Mortal Men, All

Observing National Poetry Month 2024 again today, I’m reminded how little mention I’ve made of those poets whose names and works have achieved high honors over many generations. Do a search of “greatest poets of all time,” and AI will provide a list of twenty names with William Shakespeare in the number one slot.

Of course, AI hedges its bets, indicating this isn’t an exhaustive list … and adds the usual reminder to verify critical facts. I’m always amused how AI bends over backwards (figuratively!) to avoid rigidly dogmatic answers! Remember the old advertising trope:  Nine out of ten doctors agree …? Looks like this trope has been suitably updated to reflect our digital age.

People who are familiar with my blog know I’ve mentioned a number of poets whose works I admire. Because I’m an incurable writer of sonnets, Shakespeare has definitely earned high marks in my book. There are others but (as the sonnet below reflects) it’s difficult to outdo the Bard.

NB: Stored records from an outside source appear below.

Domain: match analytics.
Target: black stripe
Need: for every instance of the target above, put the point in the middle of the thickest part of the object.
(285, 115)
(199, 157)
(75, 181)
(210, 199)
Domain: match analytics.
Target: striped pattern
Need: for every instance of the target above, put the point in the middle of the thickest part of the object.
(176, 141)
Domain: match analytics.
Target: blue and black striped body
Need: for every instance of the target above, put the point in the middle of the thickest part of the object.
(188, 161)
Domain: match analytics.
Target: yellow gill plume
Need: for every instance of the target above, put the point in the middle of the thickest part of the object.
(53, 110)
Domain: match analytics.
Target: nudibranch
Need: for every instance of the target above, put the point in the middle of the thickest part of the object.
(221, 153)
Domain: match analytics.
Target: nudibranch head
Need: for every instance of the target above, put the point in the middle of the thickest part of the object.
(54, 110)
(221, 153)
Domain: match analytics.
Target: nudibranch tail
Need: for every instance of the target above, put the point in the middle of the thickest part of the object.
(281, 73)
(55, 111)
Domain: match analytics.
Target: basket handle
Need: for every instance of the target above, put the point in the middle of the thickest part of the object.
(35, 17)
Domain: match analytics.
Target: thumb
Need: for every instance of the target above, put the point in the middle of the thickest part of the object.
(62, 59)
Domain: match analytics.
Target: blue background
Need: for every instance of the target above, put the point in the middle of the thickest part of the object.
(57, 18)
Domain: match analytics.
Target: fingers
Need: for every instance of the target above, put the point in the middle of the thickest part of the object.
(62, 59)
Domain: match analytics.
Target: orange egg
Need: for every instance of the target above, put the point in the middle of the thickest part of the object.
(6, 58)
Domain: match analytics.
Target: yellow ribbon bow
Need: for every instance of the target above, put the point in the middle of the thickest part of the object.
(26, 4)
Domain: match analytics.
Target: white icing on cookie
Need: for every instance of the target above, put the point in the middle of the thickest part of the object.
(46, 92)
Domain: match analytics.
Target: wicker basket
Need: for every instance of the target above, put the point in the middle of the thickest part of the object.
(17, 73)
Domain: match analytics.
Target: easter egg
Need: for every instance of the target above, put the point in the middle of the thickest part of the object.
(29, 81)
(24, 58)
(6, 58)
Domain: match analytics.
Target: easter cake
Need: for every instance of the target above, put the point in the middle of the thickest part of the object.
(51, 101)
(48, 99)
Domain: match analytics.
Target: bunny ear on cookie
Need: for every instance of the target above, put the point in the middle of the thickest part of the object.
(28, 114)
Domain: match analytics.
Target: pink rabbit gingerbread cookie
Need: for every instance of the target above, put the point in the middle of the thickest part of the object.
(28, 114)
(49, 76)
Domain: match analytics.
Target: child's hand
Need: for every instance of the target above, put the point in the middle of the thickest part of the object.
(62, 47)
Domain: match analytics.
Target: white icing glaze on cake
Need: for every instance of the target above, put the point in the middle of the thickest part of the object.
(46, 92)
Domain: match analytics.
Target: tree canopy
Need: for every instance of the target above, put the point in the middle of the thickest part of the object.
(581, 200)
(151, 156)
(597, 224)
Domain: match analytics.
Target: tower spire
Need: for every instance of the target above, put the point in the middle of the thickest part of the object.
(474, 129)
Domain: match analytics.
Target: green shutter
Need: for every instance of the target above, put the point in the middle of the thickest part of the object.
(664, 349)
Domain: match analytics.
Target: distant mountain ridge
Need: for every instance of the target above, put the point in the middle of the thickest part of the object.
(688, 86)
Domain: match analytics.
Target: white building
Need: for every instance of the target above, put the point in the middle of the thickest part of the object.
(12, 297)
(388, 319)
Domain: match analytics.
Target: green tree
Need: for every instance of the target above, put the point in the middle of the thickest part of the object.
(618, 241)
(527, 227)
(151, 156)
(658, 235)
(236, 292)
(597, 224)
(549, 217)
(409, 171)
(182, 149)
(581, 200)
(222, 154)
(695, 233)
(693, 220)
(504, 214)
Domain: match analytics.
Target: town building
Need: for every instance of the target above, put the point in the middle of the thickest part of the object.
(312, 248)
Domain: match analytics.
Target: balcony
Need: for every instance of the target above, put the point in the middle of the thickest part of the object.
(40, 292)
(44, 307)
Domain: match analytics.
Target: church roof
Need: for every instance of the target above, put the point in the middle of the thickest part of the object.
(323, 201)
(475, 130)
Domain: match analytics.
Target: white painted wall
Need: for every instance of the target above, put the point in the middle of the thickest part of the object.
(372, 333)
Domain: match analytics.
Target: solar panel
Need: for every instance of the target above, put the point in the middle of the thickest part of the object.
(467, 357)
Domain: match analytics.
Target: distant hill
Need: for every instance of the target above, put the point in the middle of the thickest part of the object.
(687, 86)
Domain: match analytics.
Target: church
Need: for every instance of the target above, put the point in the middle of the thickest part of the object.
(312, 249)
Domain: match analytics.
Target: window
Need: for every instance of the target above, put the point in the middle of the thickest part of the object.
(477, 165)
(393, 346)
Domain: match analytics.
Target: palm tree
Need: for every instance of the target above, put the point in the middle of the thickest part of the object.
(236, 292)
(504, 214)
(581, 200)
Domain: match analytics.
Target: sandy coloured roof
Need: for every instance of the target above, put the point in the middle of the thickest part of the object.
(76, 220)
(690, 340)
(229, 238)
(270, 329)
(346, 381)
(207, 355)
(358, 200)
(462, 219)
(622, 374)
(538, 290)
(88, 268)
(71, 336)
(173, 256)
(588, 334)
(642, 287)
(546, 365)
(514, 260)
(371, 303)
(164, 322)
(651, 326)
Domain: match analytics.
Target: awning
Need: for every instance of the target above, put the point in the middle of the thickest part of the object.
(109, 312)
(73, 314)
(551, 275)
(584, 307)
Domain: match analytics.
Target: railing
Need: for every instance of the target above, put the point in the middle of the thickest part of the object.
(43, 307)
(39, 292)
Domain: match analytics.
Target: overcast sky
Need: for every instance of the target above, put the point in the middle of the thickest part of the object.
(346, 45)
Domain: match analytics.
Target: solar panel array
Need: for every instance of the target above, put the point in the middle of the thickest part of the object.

When writing poetry, I’m reluctant to have footnotes (asterisks) for explanation. My preference is for a poem to stand on its own, apart from explanatory comments. Alas, with this sonnet, I felt the comments were necessary. James Mabbe (the first asterisk) isn’t well-known today and the phrase “days of June” (the double asterisk) is slightly oblique though more readers may be familiar with James Russell Lowell.

The Poets, a sonnet

There’s good reason to hold the poets (referred to in this sonnet) in high esteem. Their works have withstood critical reviews over time. However, I wouldn’t debate the AI list or any of the other lists offered online. Choosing favorites is a subjective effort. I simply offer mine in the sonnet above.